Immigration and Customs Enforcement is rapidly expanding its surveillance capabilities under President Donald Trump. Since the passage of the president’s One Big Beautiful Bill Act in July, which is projected to provide an estimated $75 billion in new funding to the agency over the next four years, ICE has begun acquiring a wide range of surveillance tools.
On Tuesday, documents obtained by 404 Media revealed the agency’s latest publicly known acquisition: a tool that grants ICE access to billions of location signals each day from hundreds of millions of cell phones and other devices.

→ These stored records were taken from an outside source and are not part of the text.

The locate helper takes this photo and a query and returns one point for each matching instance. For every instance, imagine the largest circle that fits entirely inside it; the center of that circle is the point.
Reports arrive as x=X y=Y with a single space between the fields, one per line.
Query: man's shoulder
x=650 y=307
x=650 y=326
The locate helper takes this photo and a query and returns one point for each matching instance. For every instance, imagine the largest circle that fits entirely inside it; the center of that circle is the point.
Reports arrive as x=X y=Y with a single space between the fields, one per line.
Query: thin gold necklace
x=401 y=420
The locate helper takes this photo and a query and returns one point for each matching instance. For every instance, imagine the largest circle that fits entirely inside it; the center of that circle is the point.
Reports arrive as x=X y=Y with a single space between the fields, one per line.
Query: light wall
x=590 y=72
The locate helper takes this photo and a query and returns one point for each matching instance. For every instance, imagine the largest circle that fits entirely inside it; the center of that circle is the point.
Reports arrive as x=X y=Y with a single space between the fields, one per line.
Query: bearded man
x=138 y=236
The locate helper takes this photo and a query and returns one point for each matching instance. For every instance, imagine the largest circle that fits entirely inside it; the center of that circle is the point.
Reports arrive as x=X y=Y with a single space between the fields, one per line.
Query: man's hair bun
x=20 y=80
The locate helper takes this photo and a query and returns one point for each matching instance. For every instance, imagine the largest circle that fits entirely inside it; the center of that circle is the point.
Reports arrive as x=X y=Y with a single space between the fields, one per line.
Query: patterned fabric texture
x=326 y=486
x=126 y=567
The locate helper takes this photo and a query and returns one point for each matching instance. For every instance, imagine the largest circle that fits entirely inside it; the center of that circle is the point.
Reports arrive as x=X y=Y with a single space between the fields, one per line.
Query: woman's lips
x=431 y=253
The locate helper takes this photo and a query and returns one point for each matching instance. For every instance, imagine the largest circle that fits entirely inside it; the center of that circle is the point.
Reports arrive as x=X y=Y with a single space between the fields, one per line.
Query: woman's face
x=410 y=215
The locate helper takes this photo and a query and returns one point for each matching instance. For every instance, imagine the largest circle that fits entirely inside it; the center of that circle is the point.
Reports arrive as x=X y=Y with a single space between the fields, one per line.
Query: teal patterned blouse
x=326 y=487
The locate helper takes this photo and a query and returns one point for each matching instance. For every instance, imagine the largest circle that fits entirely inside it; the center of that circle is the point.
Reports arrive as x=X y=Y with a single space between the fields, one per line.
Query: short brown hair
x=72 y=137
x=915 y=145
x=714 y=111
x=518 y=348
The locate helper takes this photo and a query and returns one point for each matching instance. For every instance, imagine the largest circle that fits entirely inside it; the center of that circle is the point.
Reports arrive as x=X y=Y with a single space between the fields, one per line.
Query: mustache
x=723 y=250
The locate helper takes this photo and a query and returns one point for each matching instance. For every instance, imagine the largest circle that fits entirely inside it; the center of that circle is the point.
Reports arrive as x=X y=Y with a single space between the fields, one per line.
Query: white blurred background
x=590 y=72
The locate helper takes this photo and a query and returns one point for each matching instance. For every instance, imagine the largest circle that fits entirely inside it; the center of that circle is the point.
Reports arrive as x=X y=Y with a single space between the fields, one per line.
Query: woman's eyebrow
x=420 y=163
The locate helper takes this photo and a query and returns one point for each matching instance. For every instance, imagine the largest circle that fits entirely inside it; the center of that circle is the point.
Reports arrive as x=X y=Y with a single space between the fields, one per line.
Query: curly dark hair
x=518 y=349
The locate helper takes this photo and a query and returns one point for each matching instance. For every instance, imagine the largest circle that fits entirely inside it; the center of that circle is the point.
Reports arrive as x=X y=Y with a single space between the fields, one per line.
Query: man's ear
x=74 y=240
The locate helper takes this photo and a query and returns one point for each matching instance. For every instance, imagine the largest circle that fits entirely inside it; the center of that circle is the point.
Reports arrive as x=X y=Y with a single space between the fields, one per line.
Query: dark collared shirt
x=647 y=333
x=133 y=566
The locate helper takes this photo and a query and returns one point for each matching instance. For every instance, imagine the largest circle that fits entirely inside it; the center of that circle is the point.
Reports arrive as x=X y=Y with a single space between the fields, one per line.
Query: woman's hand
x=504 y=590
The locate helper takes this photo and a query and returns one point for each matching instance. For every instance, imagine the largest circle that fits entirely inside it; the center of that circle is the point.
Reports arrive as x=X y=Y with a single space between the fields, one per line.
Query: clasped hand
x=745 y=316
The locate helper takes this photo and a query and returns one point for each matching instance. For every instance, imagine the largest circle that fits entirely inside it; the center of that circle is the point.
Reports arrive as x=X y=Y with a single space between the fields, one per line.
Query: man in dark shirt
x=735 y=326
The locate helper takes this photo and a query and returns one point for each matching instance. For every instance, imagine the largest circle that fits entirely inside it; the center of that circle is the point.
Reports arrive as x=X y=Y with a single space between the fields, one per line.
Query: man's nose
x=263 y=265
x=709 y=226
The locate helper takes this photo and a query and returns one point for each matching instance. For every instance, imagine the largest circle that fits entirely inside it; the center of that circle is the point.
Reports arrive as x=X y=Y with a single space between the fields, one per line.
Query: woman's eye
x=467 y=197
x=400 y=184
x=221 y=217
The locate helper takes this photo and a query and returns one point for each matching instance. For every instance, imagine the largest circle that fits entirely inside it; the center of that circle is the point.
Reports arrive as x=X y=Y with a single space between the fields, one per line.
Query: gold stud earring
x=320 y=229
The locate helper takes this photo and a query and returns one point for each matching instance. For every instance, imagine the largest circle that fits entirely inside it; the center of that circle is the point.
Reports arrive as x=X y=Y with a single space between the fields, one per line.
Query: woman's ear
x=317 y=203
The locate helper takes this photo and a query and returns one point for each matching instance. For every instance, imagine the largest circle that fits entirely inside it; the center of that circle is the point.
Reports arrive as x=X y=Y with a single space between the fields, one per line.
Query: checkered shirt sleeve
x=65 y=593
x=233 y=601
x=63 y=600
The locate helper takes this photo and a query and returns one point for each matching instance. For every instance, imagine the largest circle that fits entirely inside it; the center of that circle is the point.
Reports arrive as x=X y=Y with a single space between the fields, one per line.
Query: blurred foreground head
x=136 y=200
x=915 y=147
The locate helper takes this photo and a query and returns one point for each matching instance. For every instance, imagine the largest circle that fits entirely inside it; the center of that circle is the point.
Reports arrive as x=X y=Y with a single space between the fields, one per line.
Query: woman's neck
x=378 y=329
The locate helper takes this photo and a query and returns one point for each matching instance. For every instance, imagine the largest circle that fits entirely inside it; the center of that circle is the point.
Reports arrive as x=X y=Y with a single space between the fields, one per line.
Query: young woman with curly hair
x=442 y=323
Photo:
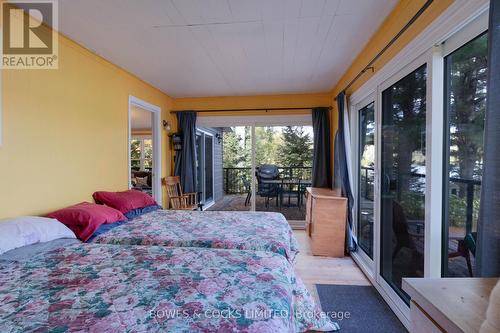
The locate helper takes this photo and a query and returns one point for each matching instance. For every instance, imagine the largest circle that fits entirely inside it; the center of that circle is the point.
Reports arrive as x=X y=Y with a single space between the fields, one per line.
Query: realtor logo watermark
x=29 y=34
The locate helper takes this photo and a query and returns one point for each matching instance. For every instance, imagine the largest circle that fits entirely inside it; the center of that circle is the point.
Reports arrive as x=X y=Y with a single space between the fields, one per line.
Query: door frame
x=156 y=137
x=203 y=134
x=252 y=122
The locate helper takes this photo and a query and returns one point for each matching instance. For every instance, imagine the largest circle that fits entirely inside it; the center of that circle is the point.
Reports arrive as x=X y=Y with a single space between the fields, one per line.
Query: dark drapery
x=322 y=170
x=185 y=160
x=342 y=171
x=488 y=243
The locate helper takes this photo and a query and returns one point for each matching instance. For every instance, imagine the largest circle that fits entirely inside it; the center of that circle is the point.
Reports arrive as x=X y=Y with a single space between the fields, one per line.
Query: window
x=366 y=176
x=465 y=107
x=141 y=154
x=403 y=179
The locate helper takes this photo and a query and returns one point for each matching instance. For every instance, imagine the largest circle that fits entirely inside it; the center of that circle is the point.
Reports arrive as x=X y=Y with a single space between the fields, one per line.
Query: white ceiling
x=141 y=119
x=227 y=47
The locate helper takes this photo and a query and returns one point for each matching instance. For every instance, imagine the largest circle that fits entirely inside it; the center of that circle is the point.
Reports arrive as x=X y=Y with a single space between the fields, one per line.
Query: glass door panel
x=403 y=179
x=283 y=162
x=366 y=177
x=199 y=162
x=209 y=168
x=465 y=105
x=236 y=169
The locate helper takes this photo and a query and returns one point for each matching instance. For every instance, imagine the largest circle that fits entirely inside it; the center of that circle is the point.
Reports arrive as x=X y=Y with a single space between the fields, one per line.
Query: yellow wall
x=66 y=131
x=398 y=18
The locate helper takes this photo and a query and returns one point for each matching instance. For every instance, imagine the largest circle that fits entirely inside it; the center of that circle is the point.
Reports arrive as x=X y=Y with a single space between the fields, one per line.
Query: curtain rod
x=388 y=45
x=254 y=109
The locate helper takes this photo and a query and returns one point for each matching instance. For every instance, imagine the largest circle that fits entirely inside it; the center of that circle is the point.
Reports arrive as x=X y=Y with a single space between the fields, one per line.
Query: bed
x=105 y=288
x=259 y=231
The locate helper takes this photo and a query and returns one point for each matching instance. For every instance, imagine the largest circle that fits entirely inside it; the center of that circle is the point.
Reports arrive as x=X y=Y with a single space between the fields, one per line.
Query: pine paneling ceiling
x=194 y=48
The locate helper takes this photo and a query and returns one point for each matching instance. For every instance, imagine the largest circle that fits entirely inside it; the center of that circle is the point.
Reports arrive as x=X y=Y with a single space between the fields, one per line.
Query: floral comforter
x=259 y=231
x=105 y=288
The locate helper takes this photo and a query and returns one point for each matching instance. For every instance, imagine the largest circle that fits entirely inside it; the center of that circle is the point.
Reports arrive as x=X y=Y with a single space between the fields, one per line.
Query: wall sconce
x=167 y=126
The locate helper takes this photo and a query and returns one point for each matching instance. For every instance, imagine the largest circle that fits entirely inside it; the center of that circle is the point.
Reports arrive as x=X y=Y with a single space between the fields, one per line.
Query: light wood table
x=326 y=214
x=448 y=304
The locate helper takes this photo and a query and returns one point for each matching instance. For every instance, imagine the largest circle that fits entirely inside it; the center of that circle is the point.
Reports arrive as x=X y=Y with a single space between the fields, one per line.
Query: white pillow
x=27 y=230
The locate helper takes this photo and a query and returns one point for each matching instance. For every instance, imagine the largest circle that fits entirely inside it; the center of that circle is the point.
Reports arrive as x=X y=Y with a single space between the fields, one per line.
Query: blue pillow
x=141 y=211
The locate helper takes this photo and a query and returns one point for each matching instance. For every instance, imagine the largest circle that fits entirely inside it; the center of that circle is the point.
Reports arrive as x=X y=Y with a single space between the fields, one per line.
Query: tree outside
x=289 y=146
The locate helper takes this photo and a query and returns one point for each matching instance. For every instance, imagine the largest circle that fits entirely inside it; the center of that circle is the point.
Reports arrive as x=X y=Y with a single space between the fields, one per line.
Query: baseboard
x=297 y=224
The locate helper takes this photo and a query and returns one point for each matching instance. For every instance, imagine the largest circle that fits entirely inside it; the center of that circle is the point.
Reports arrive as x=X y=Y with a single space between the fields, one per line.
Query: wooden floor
x=323 y=270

The location data, provided to ICE by the company Penlink, allows the agency to track individuals without a warrant. Many common smartphone apps that have been given location access commonly sell that information to data brokers, who in turn sell it to governments.
Previously, the Department of Homeland Security, which oversees ICE, was barred from purchasing location data under former President Joe Biden after it was found to have broken the law. The purchase of Penlink’s tool by ICE signals a reversal in that policy under Trump.
Beryl Lipton, senior investigative researcher at the Electronic Frontier Foundation, said the government has obtained tools that permit “indiscriminate and warrantless data collection” that “can absolutely assist ICE in turning law-abiding citizens and protestors into targets of the federal government.”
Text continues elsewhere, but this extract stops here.